Como faço a todos, expliquei-lhe o que se passava com a entrada em vigor da Portaria 249/2015, e a quem competia fazer os seguros dos intervenientes nas Corridas de Toiros (empresas promotoras dos espectáculos), as quais, como se passava antigamente, estão a passar essa responsabilidade para os Grupos de Forcados.

Pelo teor dos seus textos só posso concluir que não deve ter percebido nada do que lhe expliquei, mas disso não tenho culpa pois, os outros a quem expliquei e da mesma forma, perceberam o que transmiti.

Informo também que estive directamente envolvido na criação e elaboração do quadro legal que veio a dar a origem na Portaria 249/2015.

Tenho de acrescentar que, principalmente para a cobertura de Despesas de Tratamento, se o capital mínimo atual é de 3.750,00€, só assim o é derivado há minha insistência, pois com quem estava a negociar (com os representantes das seguradoras e com a mediação do representantes do estado), propunham que o capital mínimo fosse de 2.500,00€ e eu indicava que teria de ser de 5.000,00€.

Se isto não é defender os Forcados então o que é que é?

Após a Portaria 249/2015 ter sido promulgada (finais de agosto de 2015), comecei a negociar com o mercado segurador a realização de uma apólice Grupo para todos os Forcados, que melhor defenda os interesses dos grupos de forcados.
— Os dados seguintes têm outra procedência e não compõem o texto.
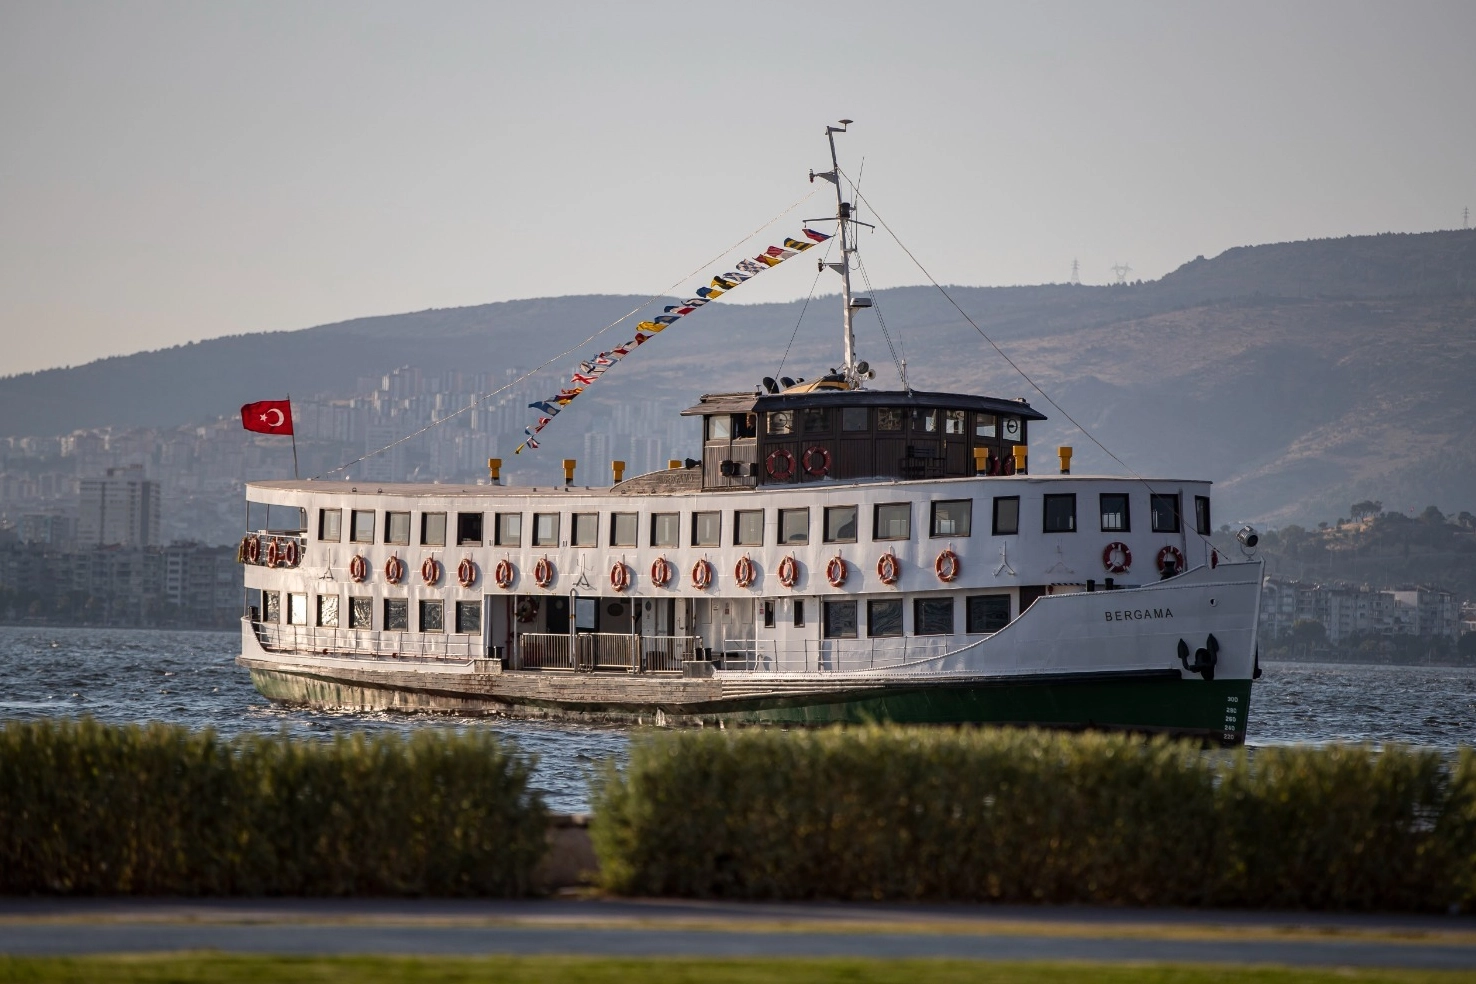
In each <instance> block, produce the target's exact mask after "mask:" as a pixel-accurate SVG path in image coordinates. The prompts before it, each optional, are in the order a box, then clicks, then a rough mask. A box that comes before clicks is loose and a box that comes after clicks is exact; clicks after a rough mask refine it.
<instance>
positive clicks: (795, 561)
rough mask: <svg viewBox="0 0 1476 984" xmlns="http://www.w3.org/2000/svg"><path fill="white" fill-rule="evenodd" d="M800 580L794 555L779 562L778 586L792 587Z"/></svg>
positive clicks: (796, 562) (799, 568) (799, 573)
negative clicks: (778, 581) (778, 574)
mask: <svg viewBox="0 0 1476 984" xmlns="http://www.w3.org/2000/svg"><path fill="white" fill-rule="evenodd" d="M799 580H800V565H799V562H797V561H796V559H794V555H793V553H791V555H790V556H787V558H784V559H782V561H779V584H784V586H785V587H794V583H796V581H799Z"/></svg>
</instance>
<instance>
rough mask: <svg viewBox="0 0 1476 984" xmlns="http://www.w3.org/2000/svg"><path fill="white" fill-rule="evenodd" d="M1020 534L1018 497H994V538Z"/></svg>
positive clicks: (1019, 504)
mask: <svg viewBox="0 0 1476 984" xmlns="http://www.w3.org/2000/svg"><path fill="white" fill-rule="evenodd" d="M1017 533H1020V496H995V536H996V537H1010V536H1014V534H1017Z"/></svg>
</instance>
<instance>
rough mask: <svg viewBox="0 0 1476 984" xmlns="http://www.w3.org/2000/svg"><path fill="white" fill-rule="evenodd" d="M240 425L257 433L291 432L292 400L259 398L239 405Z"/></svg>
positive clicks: (284, 433) (251, 430) (260, 433)
mask: <svg viewBox="0 0 1476 984" xmlns="http://www.w3.org/2000/svg"><path fill="white" fill-rule="evenodd" d="M241 426H244V428H246V429H248V431H255V432H257V434H291V432H292V401H291V400H261V401H258V403H248V404H246V406H244V407H241Z"/></svg>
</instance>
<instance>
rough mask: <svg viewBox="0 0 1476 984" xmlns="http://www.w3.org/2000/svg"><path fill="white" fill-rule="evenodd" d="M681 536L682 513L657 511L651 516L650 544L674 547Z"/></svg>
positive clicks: (681, 533)
mask: <svg viewBox="0 0 1476 984" xmlns="http://www.w3.org/2000/svg"><path fill="white" fill-rule="evenodd" d="M680 537H682V515H680V513H676V512H658V513H654V515H652V516H651V546H654V547H675V546H676V544H677V543H679V541H680Z"/></svg>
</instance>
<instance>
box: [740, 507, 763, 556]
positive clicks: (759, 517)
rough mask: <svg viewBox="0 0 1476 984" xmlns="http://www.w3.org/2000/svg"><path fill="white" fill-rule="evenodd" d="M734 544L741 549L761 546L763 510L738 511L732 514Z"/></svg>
mask: <svg viewBox="0 0 1476 984" xmlns="http://www.w3.org/2000/svg"><path fill="white" fill-rule="evenodd" d="M734 543H735V544H737V546H741V547H762V546H763V509H739V510H738V512H735V513H734Z"/></svg>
A proposta inicial que me foi feita, foi fazer-se uma apólice onde, queria a seguradora em causa que, obrigatoriamente, estivessem nessa apólice todos os Forcados da ANGF e eu respondi que não aceitava essa proposta, pelas seguintes razões:

1) Não são os Grupos de Forcados que têm a obrigação de fazerem os seguros;
2) Qualquer Grupo de Forcados tem a liberdade de trabalhar com quem quiser e não posso obrigar estes a estarem nessa apólice;
3) Se tal viesse a acontecer e se uns Grupos pagassem os valores dos seguros e os outros não o fizessem como se resolveria a situação?
4) Queria que cada Grupo tivesse a sua apólice e se responsabilizasse pelo seu pagamento.
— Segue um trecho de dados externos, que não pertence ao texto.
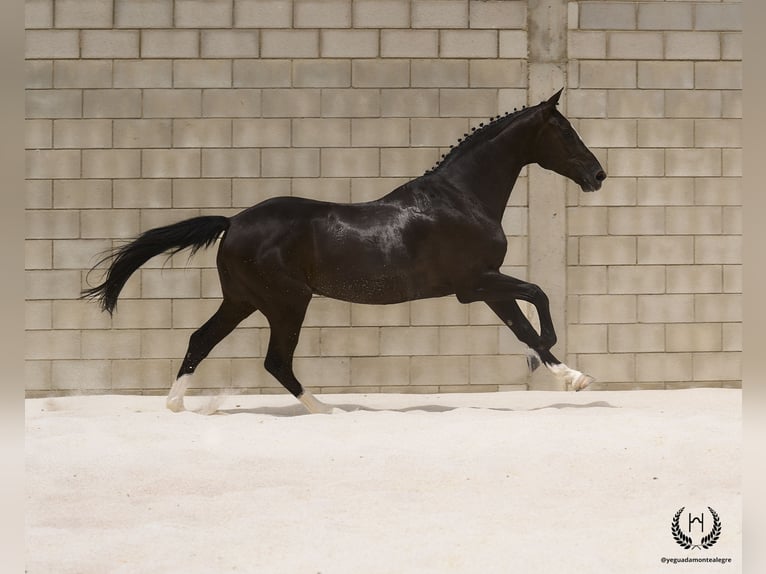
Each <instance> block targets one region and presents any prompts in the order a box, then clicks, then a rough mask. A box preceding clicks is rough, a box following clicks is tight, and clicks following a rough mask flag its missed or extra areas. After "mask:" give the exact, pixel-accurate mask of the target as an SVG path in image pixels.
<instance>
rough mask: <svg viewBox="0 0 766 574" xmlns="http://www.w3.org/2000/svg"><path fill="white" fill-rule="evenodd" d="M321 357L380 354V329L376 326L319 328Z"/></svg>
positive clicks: (378, 354)
mask: <svg viewBox="0 0 766 574" xmlns="http://www.w3.org/2000/svg"><path fill="white" fill-rule="evenodd" d="M320 338H321V353H322V356H323V357H374V356H377V355H379V354H380V330H379V329H378V328H377V327H357V328H355V329H350V328H348V327H340V328H324V329H321V334H320Z"/></svg>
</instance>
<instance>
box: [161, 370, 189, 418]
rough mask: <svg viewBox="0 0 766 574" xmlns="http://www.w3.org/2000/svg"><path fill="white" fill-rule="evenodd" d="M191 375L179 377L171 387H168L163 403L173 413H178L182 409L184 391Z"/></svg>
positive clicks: (187, 388)
mask: <svg viewBox="0 0 766 574" xmlns="http://www.w3.org/2000/svg"><path fill="white" fill-rule="evenodd" d="M191 378H192V375H181V376H180V377H178V378H177V379H176V380H175V382H174V383H173V386H172V387H170V392H169V393H168V398H167V400H166V401H165V405H166V406H167V407H168V408H169V409H170V410H171V411H173V412H174V413H180V412H181V411H183V410H185V409H184V394H185V393H186V389H188V388H189V383H190V382H191Z"/></svg>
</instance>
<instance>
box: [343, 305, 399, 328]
mask: <svg viewBox="0 0 766 574" xmlns="http://www.w3.org/2000/svg"><path fill="white" fill-rule="evenodd" d="M351 324H352V325H354V326H357V325H359V326H376V325H379V326H381V327H397V326H407V325H409V324H410V304H409V303H399V304H396V305H351Z"/></svg>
Isto não é defender os Forcados e dar-lhes a oportunidade de trabalharem com quem quiserem?

Só para terminar informo que, com todas as alterações que alguns andaram a fazer, os Forcados já foram prejudicados pelo facto de, alguém ter pedido uma cotação de seguro para Forcados apenas em corridas de toiros e, nesta altura, a única seguradora que faz este tipo de seguros, e que aceitou assim fazer esse seguro, já não segura os Forcados nos treinos. A partir daquela altura, a seguradora em causa deixou de segurar os Forcados nos treinos, situação que, anteriormente estava garantida pelos seguros que eram mediados por mim.
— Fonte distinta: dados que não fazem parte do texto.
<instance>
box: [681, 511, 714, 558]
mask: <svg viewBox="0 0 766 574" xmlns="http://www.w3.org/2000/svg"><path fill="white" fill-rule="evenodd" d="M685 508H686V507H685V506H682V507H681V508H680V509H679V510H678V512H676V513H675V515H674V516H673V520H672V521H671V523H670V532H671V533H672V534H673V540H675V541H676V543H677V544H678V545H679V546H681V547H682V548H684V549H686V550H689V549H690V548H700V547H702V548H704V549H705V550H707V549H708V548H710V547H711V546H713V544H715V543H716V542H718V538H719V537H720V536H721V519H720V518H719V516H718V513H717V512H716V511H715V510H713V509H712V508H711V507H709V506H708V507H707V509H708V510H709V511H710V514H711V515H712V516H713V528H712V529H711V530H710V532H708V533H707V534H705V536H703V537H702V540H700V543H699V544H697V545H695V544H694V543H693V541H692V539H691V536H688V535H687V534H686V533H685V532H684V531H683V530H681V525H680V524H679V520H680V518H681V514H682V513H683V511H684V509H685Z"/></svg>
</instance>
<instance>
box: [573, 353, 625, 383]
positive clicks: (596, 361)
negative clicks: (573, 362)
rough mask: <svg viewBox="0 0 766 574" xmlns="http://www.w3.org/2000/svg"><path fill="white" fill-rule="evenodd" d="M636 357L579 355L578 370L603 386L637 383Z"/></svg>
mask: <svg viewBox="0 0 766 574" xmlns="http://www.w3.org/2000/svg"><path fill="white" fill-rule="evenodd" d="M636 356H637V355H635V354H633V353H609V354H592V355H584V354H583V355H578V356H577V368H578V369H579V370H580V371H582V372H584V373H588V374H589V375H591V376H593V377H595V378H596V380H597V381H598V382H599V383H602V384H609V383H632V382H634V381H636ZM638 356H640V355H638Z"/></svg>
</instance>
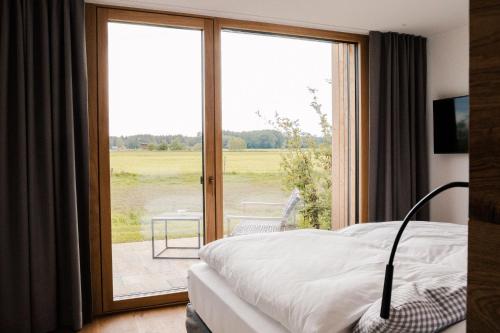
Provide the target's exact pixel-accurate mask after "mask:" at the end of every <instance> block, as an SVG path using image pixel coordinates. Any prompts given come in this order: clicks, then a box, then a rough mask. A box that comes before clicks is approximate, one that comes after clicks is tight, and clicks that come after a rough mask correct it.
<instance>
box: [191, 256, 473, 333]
mask: <svg viewBox="0 0 500 333" xmlns="http://www.w3.org/2000/svg"><path fill="white" fill-rule="evenodd" d="M188 291H189V299H190V302H191V304H192V306H193V308H194V310H195V311H196V313H197V314H198V315H199V316H200V317H201V319H202V320H203V322H204V323H205V324H206V325H207V326H208V327H209V328H210V330H211V331H212V332H213V333H233V332H240V333H261V332H267V333H287V332H288V331H287V330H286V329H285V328H284V327H283V326H282V325H281V324H280V323H278V322H277V321H275V320H273V319H272V318H270V317H268V316H267V315H266V314H264V313H262V312H261V311H259V310H258V309H257V308H255V307H254V306H252V305H250V304H248V303H247V302H245V301H243V300H242V299H240V298H239V297H238V296H236V294H234V293H233V292H232V290H231V289H230V287H229V286H228V285H227V283H226V282H225V281H224V279H223V278H222V277H220V276H219V275H218V274H217V272H215V271H214V270H213V269H211V268H210V267H209V266H208V265H207V264H205V263H203V262H202V263H199V264H196V265H193V266H191V268H190V270H189V277H188ZM465 331H466V330H465V321H463V322H460V323H457V324H455V325H453V326H451V327H449V328H448V329H446V330H444V331H443V332H444V333H464V332H465ZM288 333H289V332H288Z"/></svg>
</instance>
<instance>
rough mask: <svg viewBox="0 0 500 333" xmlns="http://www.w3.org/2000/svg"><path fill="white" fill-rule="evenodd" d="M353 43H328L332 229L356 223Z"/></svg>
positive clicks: (353, 51)
mask: <svg viewBox="0 0 500 333" xmlns="http://www.w3.org/2000/svg"><path fill="white" fill-rule="evenodd" d="M356 62H357V57H356V52H355V45H353V44H346V43H334V44H332V90H333V92H332V99H333V101H332V106H333V112H332V113H333V119H332V126H333V128H332V229H333V230H338V229H342V228H345V227H347V226H349V225H352V224H354V223H356V221H357V217H358V216H357V211H358V210H359V206H358V203H357V202H356V197H357V191H358V188H357V185H358V184H357V182H356V179H357V175H356V171H357V156H356V152H357V149H356V145H357V144H359V142H360V141H359V140H358V136H357V133H356V127H357V125H356V121H357V117H356Z"/></svg>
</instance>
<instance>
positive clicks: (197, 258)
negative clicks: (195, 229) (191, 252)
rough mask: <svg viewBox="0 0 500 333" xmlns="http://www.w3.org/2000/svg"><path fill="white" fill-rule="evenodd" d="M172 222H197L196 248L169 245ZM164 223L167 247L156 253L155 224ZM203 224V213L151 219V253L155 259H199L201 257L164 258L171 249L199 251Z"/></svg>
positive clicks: (185, 246) (175, 256) (168, 256)
mask: <svg viewBox="0 0 500 333" xmlns="http://www.w3.org/2000/svg"><path fill="white" fill-rule="evenodd" d="M172 221H178V222H183V223H184V222H185V223H187V222H195V223H196V228H197V229H196V230H197V240H198V244H197V245H196V246H172V245H169V243H168V223H169V222H172ZM162 222H163V230H164V233H165V246H164V247H163V248H162V249H161V250H160V251H159V252H158V253H156V252H155V224H157V223H162ZM202 223H203V215H202V214H201V213H190V214H182V215H165V216H158V217H153V218H152V219H151V251H152V255H153V259H199V256H178V255H175V256H162V254H163V253H165V252H166V251H167V250H169V249H177V250H179V249H199V248H201V228H202V227H201V225H202Z"/></svg>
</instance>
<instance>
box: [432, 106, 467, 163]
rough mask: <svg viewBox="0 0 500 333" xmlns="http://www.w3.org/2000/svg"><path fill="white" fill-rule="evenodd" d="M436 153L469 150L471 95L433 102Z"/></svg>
mask: <svg viewBox="0 0 500 333" xmlns="http://www.w3.org/2000/svg"><path fill="white" fill-rule="evenodd" d="M433 112H434V154H466V153H468V152H469V96H460V97H453V98H445V99H438V100H435V101H434V102H433Z"/></svg>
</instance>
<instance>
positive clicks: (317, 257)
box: [200, 222, 467, 332]
mask: <svg viewBox="0 0 500 333" xmlns="http://www.w3.org/2000/svg"><path fill="white" fill-rule="evenodd" d="M399 225H400V222H387V223H376V224H361V225H355V226H352V227H350V228H347V229H344V230H342V231H338V232H331V231H320V230H297V231H290V232H282V233H269V234H256V235H249V236H242V237H231V238H226V239H222V240H219V241H216V242H213V243H210V244H208V245H207V246H205V247H204V248H203V249H202V250H201V251H200V257H201V259H202V260H203V261H205V262H206V263H207V264H208V265H209V266H210V267H211V268H212V269H214V270H215V271H216V272H218V274H219V275H220V276H222V277H223V278H224V279H225V280H226V282H227V284H228V285H229V287H230V288H231V289H232V290H233V291H234V293H235V294H236V295H238V296H239V297H240V298H242V299H243V300H245V301H247V302H248V303H250V304H251V305H253V306H255V307H256V308H257V309H259V310H260V311H262V312H263V313H265V314H266V315H268V316H269V317H271V318H273V319H274V320H276V321H278V322H279V323H281V325H283V326H284V327H285V328H287V329H288V330H289V331H291V332H343V331H345V332H347V331H349V330H350V329H351V327H352V325H353V324H354V323H355V322H356V321H357V320H358V319H359V317H360V316H361V315H362V314H363V312H364V311H365V310H366V309H367V307H368V306H369V305H370V304H371V303H373V302H374V301H375V300H377V299H378V298H380V295H381V291H382V284H383V275H384V269H385V264H386V262H387V259H388V255H389V251H390V246H391V245H392V242H393V240H394V237H395V234H396V232H397V229H398V227H399ZM466 246H467V229H466V226H462V225H455V224H448V223H436V222H411V223H410V224H409V226H408V228H407V230H406V231H405V234H404V235H403V238H402V240H401V243H400V246H399V249H398V252H397V255H396V260H395V263H396V266H395V275H394V288H397V287H398V286H399V285H401V284H402V283H405V282H409V281H418V279H420V278H424V277H429V276H442V275H446V274H452V273H456V272H463V271H465V270H466V262H467V258H466V253H467V249H466Z"/></svg>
Pelo que se percebe dos textos que Lara Veiga Vicente publicou a este respeito e sobre a minha pessoa, só posso concluir que, julgará que será pela calúnia e pela difamação que os cabos dos Forcados vão olhar para o que escreve.


Em relação a tudo o que escreveu sobre a minha pessoa, fico a aguardar que se venha retratar, nos próximos dias, nos locais onde foram publicados os seus textos, caso contrário terei de recorrer às instâncias competentes para que seja reposta a situação.

José Fernando Potier
Presidente da Direção da ANGF"

1 comentários:

Carlos Moita Pedroso at: 27 de maio de 2016 às 15:09 disse...

Olé se fosses cavaleiro dizia ferro ao estribo como és forcado digo que pegão!!